O zamandan bu zamana afet ve savaşların olduğu kriz bölgelerinde mücadele eden bir kurum. Bu mücadele hem insan hakları savunuculuğu hem de insani yardım çerçevesinde devam etti. Bundan hiçbir zaman vazgeçmedik.
Bir yere insani yardım yapıyorsanız orada hak ihlali olduğunu duyurmazsak amacın eksik kaldığını düşünüyoruz. Çünkü insanlar o hak ihlalinden dolayı mağdur duruma düşmüş. Hak ihlallerini de kamuoyuna duyurmak istiyoruz ve duyuruyoruz da.
İnsanlar sizi bir yere konumlandırırlar belki ama bizim kendimizi konumlandırdığımız yer; insani ve vicdani olarak doğru ve hak bildiğimiz şeyleri söylemek.
Zor bir coğrafyada çalışıyoruz. Bir ülkeye yardım götürdüğünüzde, bundan bir kısım insan mutlu oluyor bir kısım insan mutsuz oluyor.
Başkanımız Bülent Bey’in ifade ettiği gibi, biz Yahudi de olsa Hıristiyan da olsa zulme uğrayanın zulümden kurtulması için mücadele eden bir kurumuz. Meşrebi, mezhebi önemli değil, bunu söylemekten de hiçbir zaman çekinmedik.
Bir insan inancından ötürü, kimliğinden ötürü baskı görüyorsa; bunu uluslararası platformlarda dahil her platformda duyurmaya çalışıyoruz.
Burada insanların bakış açıları devreye giriyor, sizi bir yere konumlandırabiliyorlar ama en nihayetinde insani bir şey yapmaya çalışıyoruz.
Suriye’de çalışma yaptığımız için bazı şeyler söylenebiliyor.
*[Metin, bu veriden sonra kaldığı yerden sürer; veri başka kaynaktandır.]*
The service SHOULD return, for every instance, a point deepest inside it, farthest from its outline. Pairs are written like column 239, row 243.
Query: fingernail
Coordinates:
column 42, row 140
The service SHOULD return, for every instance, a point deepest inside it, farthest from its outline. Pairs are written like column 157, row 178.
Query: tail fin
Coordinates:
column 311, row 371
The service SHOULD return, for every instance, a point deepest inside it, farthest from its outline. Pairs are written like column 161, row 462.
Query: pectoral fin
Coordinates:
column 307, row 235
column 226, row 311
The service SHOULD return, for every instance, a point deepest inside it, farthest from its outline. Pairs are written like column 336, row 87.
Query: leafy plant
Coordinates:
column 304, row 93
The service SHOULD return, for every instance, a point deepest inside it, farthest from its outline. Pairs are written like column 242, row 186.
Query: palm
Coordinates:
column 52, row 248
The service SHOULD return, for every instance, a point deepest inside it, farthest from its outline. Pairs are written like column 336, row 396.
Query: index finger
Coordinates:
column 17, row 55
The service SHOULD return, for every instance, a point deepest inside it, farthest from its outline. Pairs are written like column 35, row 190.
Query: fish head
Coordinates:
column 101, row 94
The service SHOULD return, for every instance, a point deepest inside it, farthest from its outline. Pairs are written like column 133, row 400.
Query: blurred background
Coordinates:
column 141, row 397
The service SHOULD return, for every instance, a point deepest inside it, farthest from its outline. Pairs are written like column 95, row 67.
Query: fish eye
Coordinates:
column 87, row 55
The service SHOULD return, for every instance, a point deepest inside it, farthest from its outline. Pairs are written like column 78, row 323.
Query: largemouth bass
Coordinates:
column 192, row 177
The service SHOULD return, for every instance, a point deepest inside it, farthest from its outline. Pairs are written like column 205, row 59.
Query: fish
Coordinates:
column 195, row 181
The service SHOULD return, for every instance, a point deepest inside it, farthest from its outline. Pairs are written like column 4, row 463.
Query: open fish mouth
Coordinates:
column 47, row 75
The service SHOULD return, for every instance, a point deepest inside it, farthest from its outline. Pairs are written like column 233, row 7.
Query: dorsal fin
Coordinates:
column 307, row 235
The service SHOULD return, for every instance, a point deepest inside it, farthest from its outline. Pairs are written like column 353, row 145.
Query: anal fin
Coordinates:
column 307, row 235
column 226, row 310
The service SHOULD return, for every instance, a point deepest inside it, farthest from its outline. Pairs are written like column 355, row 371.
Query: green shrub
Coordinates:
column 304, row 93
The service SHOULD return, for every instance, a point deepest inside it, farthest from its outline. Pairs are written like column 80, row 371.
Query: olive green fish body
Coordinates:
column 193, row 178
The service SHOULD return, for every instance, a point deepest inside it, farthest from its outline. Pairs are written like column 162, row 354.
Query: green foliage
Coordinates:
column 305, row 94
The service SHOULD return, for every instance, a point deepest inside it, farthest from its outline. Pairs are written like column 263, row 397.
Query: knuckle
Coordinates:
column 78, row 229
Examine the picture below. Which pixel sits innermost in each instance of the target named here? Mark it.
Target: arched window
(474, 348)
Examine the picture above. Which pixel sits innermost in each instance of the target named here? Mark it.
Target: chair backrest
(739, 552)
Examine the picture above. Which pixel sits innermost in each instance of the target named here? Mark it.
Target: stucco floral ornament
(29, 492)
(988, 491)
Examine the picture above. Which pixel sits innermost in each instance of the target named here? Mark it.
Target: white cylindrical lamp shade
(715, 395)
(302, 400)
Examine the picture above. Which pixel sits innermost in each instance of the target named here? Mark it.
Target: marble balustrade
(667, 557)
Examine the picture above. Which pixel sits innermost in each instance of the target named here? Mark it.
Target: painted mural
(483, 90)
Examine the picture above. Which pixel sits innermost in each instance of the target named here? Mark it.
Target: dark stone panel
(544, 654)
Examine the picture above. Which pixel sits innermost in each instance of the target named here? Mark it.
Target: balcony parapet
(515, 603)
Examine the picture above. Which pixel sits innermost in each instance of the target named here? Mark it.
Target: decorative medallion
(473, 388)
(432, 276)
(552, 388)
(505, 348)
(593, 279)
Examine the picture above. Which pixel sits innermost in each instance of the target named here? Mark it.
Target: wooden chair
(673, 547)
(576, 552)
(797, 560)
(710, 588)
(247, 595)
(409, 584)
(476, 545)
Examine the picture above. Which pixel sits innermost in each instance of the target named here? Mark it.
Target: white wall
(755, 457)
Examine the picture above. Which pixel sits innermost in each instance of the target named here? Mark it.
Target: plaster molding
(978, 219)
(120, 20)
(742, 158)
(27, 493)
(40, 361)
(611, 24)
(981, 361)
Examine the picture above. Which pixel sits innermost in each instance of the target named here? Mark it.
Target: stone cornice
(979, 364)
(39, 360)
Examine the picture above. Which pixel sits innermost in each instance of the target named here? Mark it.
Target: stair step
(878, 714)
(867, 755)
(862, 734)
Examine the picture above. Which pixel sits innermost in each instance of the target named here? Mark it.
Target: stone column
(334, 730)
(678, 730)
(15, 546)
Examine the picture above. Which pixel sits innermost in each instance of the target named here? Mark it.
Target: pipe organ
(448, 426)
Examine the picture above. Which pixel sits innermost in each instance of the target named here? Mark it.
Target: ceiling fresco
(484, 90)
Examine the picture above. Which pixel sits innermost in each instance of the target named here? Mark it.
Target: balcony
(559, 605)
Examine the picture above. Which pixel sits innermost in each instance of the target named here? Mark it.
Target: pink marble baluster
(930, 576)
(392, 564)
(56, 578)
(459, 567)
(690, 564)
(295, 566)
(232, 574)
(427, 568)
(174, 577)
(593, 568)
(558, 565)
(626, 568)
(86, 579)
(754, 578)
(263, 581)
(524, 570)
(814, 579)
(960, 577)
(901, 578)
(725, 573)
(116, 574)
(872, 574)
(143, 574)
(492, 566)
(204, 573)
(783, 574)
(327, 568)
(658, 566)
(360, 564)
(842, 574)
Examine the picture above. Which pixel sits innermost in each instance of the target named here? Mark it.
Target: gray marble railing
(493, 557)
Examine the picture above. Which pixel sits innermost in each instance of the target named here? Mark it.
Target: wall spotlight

Ama insanlar görmediği için, bilmediği için veya bir kare görüntüden bir yorumlara varıldığı için bunlar oluyor.
Biz “gelin, görün” diyoruz. “Götürelim Suriye’deki koordinasyon merkezimizi görün. İnsani yardım dağıttığımız kamplar hangi kamplar gelin görün. Gelin o çadırda yaşayan insanları görün” diyoruz. “Çadırda yaşayan on binlerce insana götürdüğümüz o kolileri gelin beraber verelim. Yaptığımız 25 bin tane briket evi gelin görün şahit olun” diyoruz. “Ama bir fotoğraf karesiyle, bir yerden alınmış bir görüntüyle yargılamayın” diyoruz.
Suriye tarafında ağlayan analar, bu karda çadırlarda terliklerle dolaşan çocuklar… Bir yardım kuruluşu olarak biz buna nasıl kayıtsız kalabiliriz.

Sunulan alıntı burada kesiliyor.